And it's time now for our Sunday group.
Senator Mitch McConnell's former chief of staff and president of Cavalry
Consultants, Josh Holmes. Marie Harf, executive director of the Serve
America PAC. And Jonathan Swan from "Axios."
Jonathan, Donald Trump says that he doubts he ever would have been elected
president without Twitter. How is he taking the Twitter ban at this point?
And, more generally, what do you since is -- or what are you hearing is his
mood in his final days in the White House?
JONATHAN SWAN, NATIONAL POLITICAL REPORTER, "AXIOS": Well, I've had a
number of conversations with President Trump over the last few years about
Twitter and FaceBook and he said to me on several occasions that it's his
most powerful weapon, it's his most powerful tool, and he believes that.

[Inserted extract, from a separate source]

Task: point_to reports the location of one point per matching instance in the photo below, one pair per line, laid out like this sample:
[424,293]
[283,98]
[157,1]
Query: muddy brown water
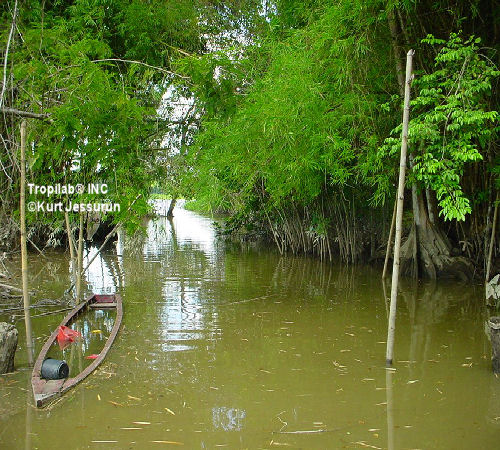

He may not be wrong, by the way. I mean he -- it's the way that he
communicates directly with the American people. He goes around the
mainstream media. He can speak to -- I think he's combined audiences at
least 150 million, may be more than that. His Twitter audience was
something like 88 million and it's an incredibly intense following. There's
people who just are addicted his Twitter feed. So he will see this is a
huge blow to him.
I spoke to two people who have talked to the president in the last 24
hours. They told me he wasn't yelling or raging. He's, obviously, very
angry about it. I know inside the White House right now they're trying to
turn their attention for the next few days on how they can fight back
against these social media companies. So I wouldn't be surprised -- I know
that -- I mean one person last night said to me, everything's on the table.
I don't what that means policy wise. I said are we talking executive
orders? They said, everything's on the table.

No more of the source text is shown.